Zodiac: The Miniseries

by |
02/03/2010 4:00 AM |

The Red Riding Trilogy

Imagine, if you will, how good Zodiac would have been as a TV show. David Fincher assembled a body of evidence that inspired in some critics an obsession more usually found on Lost message boards or in the pages of Wrapped in Plastic—as if the unresolved investigation were mirrored in open-ended storytelling, with every episode’s new clues promising greater satisfaction from the narrative’s eventual closure. Uneven as it is, the Red Riding trilogy—three films made for Britain’s Channel 4, from David Peace’s four novels weaving together loose threads of the lore surrounding the Yorkshire Ripper murders of the late 70s—demonstrates the almost primal engrossment that has, increasingly over the past two decades, led forward-thinking talent and attentive audiences to serial television.

Peace, like avowed influence James Ellroy, conspiracy-theorizes elaborate backstories for real grisly murders, bleeding the historical record together with rumor and psychosis. Both had youthful imaginations activated by violent crime (though the cold-case murder of Ellroy’s mother is even more twisted than Peace’s memories of a Yorkshire boyhood: “My sister used to say her prayers out loud every night, and she would always say, ‘Dear God, please don’t let the Ripper kill my mum,'” he once told the Guardian); this may explain the difficulty unsteeped viewers will have discerning real rape M.O.s and torture killings from fabricated ones.

The real is largely background here—the aboveground articulation of systemic rot. Tony Grisoni adapted all four of Peace’s novels, but 1977, set during real-life Ripper Peter Sutcliffe’s busiest year, went unfilmed for want of funds. The bookending child-abduction investigations are inspired by the brutal railroading of a meek tax clerk by the same corrupt Yorkshire police who were then bungling the Ripper hunt; the middle chapter fills in blank spots between the force, a (since unmasked) hoaxer, and a (still unsolved) copycat murder (names have been changed). The Yorkshire force (whale-faced Warren Clarke and bloodshot, ferrety Sean Harris are the best of a large cast of character turns) is ever-present, stymying Andrew Garfield’s hotshot journo in 1974, Paddy Considine’s outside investigator in 1980, and Mark Addy’s defense attorney in 1983. The cross-sectional focus, recurring characters and evolving period detail (mostly checks and flares in pub-lamp yellow and council-flat brown) suggest the comprehensive social networking of both sides of the law, turtlenecked developer Sean Bean, and his proto-Thatcherite housing developments, where the lower-class victims of the piece all seem to live. The exposé, though, is frequently interrupted with stomach-turning sex-n-violence, and oversaturated with the baroque (each title-year is prefaced with a faded-in “The Year of Our Lord”).
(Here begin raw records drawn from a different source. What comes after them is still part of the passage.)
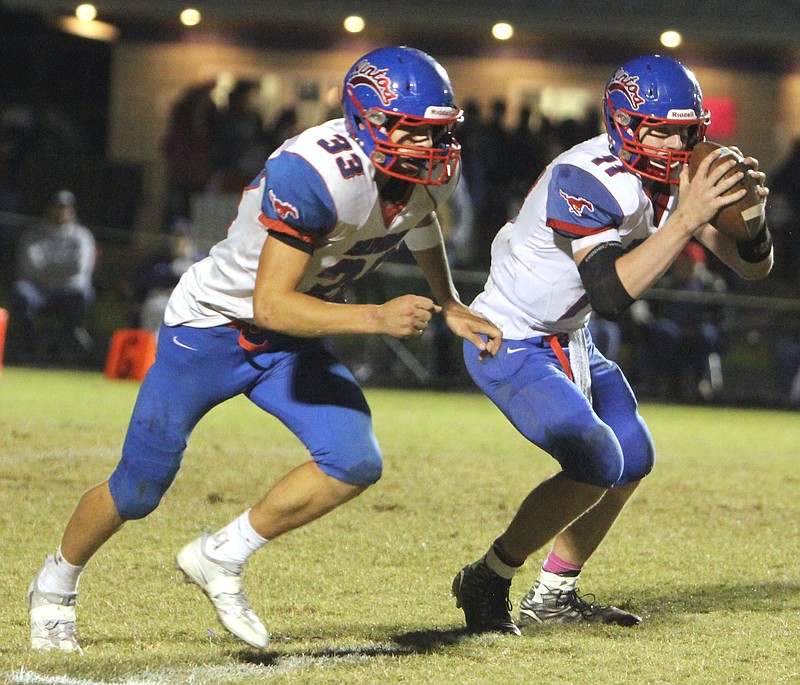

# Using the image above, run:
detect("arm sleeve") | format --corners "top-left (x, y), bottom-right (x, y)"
top-left (261, 152), bottom-right (337, 244)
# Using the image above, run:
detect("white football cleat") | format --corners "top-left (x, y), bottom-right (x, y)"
top-left (28, 574), bottom-right (83, 654)
top-left (175, 533), bottom-right (269, 649)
While James Marsh’s 1980 punchily mocks up stock footage, Julian Jarrold and Anand Tucker blow out 1974 and 1983‘s already symbolic innocence-lost child-murder plots with slo-mo and ominous portent.

Most mysteries write checks their solutions can’t cash; though Peace and Grisoni hardly go out with an Oswald Alone whimper, their Jacobean finale doesn’t drive you back to the scene of the crime, like Fincher’s cliff-hung data mine does. IFC Films will make Red Riding available theatrically as an afternoon-burning roadshow and then separately, and on the installment plan via video-on-demand; it’s ideally experienced not as tragedy in three acts but something to rush home to on successive school nights, to see what happens next—when not killing hours on google with amateur sleuthing of your own.